Recent Reading

It was about this time last year that I got behind in reviewing what I had read recently and gave up and simply posted a list of recent reads. Must be the time of year. I’ve definitely been having trouble getting through any book; I have tons of things half read, and I’m very frustrated by that. I used to read a lot on the weekends, but the last couple years we’ve been so busy that most of my reading is done at night before I go to bed, and I’m irritated by the stop and go effect.

Chicago from the Air
by Marcella Colombo, Gianfranco Peroncini
Crappy book. Very difficult to read, and not easy to get a good idea of what the whole of Chicago looks like from above. Could have been much better done.

Museum of the Missing: A History of Art Theft
by Simon Houpt and Julian Radcliffe
Non-Fiction
Cool book on major art thefts throughout history, and how the current inflated price of fine art drives recent thefts.

The Shadow of the Wind
by Carlos Ruiz Zafon
Fiction
“Daniel Sempere, the son of a widowed bookstore owner, is 10 when he discovers a novel, The Shadow of the Wind, by Julián Carax. The novel is rare, the author obscure, and rumors tell of a horribly disfigured man who has been burning every copy he can find of Carax’s novels.

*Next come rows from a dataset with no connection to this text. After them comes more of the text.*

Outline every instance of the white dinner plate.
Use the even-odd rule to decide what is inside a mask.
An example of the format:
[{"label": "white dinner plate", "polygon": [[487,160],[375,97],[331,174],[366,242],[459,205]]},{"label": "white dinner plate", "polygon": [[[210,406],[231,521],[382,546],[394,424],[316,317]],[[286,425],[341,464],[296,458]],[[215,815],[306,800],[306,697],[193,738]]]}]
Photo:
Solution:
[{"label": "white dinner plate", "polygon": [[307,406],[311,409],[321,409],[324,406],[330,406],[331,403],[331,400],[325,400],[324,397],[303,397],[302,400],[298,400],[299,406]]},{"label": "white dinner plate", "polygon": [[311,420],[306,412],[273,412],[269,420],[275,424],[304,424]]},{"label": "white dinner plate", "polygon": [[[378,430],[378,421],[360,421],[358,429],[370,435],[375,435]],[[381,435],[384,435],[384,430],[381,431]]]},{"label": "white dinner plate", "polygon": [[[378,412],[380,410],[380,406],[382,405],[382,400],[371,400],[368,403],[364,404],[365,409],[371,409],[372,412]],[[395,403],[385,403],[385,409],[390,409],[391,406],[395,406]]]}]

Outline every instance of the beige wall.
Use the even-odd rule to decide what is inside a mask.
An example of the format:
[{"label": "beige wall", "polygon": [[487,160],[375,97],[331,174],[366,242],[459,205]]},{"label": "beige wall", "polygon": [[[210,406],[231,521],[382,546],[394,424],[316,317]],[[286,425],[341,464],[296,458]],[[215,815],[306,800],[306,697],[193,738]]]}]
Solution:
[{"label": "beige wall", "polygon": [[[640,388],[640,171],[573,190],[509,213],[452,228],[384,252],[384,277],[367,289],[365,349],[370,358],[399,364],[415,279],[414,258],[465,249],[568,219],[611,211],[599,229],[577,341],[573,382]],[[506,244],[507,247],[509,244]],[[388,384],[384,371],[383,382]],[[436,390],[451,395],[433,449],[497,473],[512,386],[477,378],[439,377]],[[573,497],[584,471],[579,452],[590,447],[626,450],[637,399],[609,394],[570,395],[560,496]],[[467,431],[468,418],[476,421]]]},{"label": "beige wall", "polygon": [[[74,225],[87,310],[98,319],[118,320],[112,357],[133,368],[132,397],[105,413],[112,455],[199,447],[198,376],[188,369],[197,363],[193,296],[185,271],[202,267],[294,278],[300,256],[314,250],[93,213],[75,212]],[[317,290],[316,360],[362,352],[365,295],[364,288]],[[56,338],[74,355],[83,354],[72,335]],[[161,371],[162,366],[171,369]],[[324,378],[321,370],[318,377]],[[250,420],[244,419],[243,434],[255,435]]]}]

The man calls himself Laín Coubert-the name of the devil in one of Carax’s novels. As he grows up, Daniel’s fascination with the mysterious Carax links him to a blind femme fatale with a “porcelain gaze,” Clara Barceló; another fan, a leftist jack-of-all-trades, Fermín Romero de Torres; his best friend’s sister, the delectable Beatriz Aguilar; and, as he begins investigating the life and death of Carax, a cast of characters with secrets to hide.”
I took this on the cruise with me and thoroughly enjoyed it.

The Poe Shadow
by Matthew Pearl
Fiction
A young lawyer in 1849 Richmond sets out do discover why his hero Edgar Allen Poe died under strange and unfortunate circumstances. His investigation confounds and disappoints his family and friends, and eventually lands him in jail for murder. But his instinctive sense that something about Poe’s death wasn’t quite right leads him on. I enjoyed the book, but there are definitely sections that dragged, and I found myself as exasperated at the hero as his own family at times.

A Perfect Mess: The Hidden Benefits of Disorder–How Crammed Closets, Cluttered Offices, and On-the-Fly Planning Make the World a Better Place
by Eric Abrahamson and David H. Freedman
Non-Fiction
As noted in the Amazon description — “that organizational efforts tend to close off systems to random, unplanned influences that might lead to breakthroughs.” They have some very valid points, and very entertaining examples; the book was definitely worth reading.

The Mysterious Benedict Society
by Trenton Lee Stewart and Carson Ellis
Young Adult Fiction
“After Reynie Muldoon responds to an advertisement recruiting “gifted children looking for special opportunities,” he finds himself in a world of mystery and adventure. The 11-year-old orphan is one of four children to complete a series of challenging and creative tasks, and he, Kate, Constance, and Sticky become the Mysterious Benedict Society.”
I really enjoyed this kids book, it was very inventive and reminded me a lot of one of my favorite books from childhood – The Westing Game.